Although Hetty is the conscience and the vision of a better moral life, the enduring quality of nature is man's hope. Glimmerglass bears no scars and no memories of the bloodshed 15 years before. The thrilling comings and goings of the actors on this stage for a few days have not disturbed in any significant way this impressive symbol of the American continent. Everything touched by man has crumbled because of time, and human relationships are fragile. The mood is one of melancholy and nostalgia for the past and puzzlement about the meaning of time and circumstances.
This mood, pervading the last chapter, applies to Deerslayer, whose new sobriquet of Hawkeye ("for so we ought now to call him"), is perhaps another symbol of the vicissitudes of time. Although Cooper states that Judith had never won Hawkeye's heart, the girl remains a nostalgic memory for the hero. For example, he finds, after 15 years, a ribbon from Judith's elegant clothes, and Hawkeye ties the ribbon to Killdeer, the gift of Judith. Hawkeye again imitates the actions of a medieval knight who attaches some token of a lady to his lance or armor. The action is also symbolic of the nostalgic spirit of Hawkeye upon recalling his "first warpath" at Glimmerglass.

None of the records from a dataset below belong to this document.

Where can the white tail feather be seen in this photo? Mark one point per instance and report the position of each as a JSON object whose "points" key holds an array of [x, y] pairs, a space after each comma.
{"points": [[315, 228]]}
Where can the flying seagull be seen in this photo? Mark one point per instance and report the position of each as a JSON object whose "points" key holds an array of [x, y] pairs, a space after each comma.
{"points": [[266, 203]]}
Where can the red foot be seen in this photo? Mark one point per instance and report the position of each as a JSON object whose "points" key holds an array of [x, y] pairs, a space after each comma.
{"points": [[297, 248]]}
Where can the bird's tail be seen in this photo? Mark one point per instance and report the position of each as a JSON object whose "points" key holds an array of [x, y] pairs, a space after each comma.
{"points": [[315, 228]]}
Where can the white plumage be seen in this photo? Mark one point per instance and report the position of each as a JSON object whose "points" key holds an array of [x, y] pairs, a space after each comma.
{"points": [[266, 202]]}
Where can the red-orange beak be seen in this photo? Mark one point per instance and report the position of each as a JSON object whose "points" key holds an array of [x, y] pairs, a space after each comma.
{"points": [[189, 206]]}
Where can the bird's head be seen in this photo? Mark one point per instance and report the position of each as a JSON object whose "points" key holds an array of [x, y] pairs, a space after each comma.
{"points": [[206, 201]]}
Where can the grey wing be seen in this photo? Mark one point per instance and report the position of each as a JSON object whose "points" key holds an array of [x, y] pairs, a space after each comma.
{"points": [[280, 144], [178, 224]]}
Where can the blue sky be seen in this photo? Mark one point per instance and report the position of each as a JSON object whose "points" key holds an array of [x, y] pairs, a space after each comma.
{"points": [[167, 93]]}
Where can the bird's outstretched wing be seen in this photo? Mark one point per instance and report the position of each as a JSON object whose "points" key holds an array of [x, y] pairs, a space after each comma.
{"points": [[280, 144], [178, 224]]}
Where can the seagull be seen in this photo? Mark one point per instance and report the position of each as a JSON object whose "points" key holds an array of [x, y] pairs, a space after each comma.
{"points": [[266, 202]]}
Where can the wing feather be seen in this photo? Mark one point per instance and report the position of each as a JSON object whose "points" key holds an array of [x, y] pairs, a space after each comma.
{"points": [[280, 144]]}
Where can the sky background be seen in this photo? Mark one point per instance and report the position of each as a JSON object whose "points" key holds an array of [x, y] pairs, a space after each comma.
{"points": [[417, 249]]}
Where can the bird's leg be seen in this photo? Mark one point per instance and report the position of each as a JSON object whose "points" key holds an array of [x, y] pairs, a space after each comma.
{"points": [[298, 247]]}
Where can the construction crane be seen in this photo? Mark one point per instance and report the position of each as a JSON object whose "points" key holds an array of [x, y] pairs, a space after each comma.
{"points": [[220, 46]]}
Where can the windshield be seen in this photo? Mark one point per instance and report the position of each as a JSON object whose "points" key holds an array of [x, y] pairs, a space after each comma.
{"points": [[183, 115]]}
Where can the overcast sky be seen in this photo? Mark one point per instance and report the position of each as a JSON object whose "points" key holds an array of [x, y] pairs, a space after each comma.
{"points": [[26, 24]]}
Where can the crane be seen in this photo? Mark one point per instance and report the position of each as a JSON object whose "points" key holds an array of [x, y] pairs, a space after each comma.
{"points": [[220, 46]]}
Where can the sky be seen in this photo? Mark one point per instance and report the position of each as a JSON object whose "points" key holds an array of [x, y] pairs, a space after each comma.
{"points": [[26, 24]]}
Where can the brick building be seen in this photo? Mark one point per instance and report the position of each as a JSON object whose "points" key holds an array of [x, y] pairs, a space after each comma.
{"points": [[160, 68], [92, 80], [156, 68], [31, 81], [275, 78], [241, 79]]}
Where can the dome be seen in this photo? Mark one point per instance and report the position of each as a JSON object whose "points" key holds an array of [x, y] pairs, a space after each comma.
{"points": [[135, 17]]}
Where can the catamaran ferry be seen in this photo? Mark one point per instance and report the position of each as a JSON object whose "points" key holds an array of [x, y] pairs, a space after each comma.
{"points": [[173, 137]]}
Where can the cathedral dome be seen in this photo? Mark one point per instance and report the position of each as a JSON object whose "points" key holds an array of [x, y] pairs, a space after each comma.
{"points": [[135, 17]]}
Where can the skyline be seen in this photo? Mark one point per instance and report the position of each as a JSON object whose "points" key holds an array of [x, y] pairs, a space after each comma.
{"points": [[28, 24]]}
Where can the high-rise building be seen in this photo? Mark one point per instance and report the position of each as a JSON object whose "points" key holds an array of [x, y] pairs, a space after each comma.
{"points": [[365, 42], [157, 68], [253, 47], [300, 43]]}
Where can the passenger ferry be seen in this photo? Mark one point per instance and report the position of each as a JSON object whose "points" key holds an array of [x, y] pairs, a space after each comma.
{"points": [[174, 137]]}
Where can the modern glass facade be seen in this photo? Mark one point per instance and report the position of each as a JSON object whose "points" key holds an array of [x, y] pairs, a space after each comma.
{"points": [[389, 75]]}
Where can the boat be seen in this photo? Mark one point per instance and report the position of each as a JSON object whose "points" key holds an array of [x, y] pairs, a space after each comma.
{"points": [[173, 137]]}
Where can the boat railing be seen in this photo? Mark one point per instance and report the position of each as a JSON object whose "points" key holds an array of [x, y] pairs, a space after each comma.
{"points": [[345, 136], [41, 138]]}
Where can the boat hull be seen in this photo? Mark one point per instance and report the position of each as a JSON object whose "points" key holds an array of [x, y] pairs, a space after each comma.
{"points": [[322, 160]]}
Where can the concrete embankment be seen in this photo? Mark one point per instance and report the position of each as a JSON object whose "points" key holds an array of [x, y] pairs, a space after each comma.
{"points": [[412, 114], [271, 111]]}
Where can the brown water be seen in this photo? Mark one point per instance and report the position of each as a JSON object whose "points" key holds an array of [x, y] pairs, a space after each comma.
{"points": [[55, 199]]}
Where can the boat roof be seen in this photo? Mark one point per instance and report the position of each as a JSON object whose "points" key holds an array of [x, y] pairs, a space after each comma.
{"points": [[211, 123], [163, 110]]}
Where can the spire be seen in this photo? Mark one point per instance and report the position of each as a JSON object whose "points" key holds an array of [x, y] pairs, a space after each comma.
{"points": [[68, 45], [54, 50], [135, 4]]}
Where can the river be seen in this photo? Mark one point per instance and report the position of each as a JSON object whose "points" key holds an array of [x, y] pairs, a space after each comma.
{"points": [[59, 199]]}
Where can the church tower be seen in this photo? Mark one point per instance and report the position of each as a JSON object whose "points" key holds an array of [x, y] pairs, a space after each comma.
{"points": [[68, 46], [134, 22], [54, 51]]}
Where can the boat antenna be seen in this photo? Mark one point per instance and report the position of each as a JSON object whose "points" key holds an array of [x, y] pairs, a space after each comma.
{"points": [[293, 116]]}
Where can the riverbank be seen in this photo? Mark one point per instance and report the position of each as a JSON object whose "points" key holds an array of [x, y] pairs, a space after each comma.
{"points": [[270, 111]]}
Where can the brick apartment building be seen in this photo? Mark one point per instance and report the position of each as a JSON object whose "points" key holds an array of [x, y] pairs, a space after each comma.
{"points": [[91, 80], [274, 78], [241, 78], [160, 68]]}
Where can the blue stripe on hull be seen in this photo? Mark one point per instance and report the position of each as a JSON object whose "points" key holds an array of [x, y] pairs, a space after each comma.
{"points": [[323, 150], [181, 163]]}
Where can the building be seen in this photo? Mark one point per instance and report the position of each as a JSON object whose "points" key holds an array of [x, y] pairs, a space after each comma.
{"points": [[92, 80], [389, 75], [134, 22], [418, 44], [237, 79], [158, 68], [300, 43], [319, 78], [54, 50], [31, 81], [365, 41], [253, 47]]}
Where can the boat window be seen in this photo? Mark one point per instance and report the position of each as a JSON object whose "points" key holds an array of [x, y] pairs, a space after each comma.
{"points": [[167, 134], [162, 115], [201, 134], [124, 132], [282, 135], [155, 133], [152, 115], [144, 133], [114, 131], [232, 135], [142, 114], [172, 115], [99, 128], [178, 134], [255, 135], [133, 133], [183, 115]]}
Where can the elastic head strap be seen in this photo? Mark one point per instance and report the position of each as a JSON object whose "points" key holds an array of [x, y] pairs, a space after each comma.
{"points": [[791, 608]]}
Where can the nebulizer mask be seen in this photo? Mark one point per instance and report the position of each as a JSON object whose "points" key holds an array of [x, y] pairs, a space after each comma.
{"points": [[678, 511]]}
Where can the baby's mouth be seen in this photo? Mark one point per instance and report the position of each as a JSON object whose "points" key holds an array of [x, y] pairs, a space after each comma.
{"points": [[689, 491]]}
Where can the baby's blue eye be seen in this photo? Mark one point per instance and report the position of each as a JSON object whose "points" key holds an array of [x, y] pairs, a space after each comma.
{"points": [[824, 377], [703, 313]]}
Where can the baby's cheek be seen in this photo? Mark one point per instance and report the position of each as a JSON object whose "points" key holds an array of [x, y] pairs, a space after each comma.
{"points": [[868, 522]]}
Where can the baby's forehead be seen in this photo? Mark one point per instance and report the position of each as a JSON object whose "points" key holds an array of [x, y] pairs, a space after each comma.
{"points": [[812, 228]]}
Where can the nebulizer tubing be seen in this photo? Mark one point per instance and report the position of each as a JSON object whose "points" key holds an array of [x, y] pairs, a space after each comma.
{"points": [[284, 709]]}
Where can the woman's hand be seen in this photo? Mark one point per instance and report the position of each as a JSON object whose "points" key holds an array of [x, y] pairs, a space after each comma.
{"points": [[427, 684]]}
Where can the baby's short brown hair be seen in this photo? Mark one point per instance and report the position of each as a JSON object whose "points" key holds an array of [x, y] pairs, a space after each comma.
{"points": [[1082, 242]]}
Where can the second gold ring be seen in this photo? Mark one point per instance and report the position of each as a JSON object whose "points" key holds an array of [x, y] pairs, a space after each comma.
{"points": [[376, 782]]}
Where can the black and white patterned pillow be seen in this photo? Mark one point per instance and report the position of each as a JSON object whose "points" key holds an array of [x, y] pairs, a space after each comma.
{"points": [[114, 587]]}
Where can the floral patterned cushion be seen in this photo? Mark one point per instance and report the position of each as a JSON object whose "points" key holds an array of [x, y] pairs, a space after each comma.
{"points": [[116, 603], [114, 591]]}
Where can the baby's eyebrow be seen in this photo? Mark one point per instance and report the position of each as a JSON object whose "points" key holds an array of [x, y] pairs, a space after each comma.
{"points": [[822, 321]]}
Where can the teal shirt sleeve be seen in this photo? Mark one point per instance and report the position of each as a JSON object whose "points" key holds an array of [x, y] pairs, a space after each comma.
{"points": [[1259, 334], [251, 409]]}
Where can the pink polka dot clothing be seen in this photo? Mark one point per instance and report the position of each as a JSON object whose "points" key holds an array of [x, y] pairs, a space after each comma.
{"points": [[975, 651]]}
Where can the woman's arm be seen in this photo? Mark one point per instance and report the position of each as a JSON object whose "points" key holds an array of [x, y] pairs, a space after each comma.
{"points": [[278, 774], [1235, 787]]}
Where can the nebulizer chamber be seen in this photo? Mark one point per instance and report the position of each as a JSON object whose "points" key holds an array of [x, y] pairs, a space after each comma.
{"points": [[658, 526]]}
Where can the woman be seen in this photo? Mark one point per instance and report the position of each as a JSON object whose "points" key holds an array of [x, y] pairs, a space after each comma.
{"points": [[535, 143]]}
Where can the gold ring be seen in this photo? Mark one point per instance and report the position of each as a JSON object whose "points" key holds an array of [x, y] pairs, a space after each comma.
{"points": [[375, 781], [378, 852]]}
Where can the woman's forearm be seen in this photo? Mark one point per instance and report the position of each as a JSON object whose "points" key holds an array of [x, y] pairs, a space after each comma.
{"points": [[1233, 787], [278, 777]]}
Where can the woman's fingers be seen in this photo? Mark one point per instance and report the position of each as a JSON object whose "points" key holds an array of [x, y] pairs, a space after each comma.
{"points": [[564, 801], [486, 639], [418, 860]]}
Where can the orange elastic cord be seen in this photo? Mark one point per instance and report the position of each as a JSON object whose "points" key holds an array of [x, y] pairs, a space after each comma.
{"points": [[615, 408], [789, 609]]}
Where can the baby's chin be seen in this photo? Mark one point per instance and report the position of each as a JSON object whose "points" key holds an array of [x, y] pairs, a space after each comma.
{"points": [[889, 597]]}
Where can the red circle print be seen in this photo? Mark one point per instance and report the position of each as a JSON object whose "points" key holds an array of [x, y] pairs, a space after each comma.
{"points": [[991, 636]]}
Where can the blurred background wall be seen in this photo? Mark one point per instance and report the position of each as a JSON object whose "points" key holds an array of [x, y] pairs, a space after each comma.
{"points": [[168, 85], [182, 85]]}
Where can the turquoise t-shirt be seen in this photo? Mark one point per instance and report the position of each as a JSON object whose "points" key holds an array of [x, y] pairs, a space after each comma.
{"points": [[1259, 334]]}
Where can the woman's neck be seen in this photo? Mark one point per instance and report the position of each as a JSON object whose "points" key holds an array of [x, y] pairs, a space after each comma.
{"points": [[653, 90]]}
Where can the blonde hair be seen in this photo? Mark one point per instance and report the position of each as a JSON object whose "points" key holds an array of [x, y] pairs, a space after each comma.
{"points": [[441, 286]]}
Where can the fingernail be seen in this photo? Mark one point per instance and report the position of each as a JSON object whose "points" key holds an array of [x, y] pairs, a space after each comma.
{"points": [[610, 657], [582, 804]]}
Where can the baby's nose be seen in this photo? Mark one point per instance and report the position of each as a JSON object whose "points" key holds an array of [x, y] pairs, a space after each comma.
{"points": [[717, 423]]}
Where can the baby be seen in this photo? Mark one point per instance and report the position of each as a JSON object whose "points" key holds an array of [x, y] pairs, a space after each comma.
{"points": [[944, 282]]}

Hawkeye's reasons for not marrying Judith are twofold: He is basically repelled by the thought of marriage and the loss of his freedom, and he has been influenced morally and psychologically by tales of Judith's affairs with other men. Cooper is probably expressing in the reactions of Hawkeye two ideas: his own stern morality, based fundamentally in the Puritan tradition; and the necessity to adhere to the code of the epic hero, serving only a beautiful and chaste maiden. Cooper's world, however, is not characterized solely by virtue and purity: He states in the last sentence of The Deerslayer that "we live in a world of transgressions and selfishness. . . ." Man, steeped in sin by his natural inclinations, creates a bleak environment, relieved only by the appearances of a Hetty.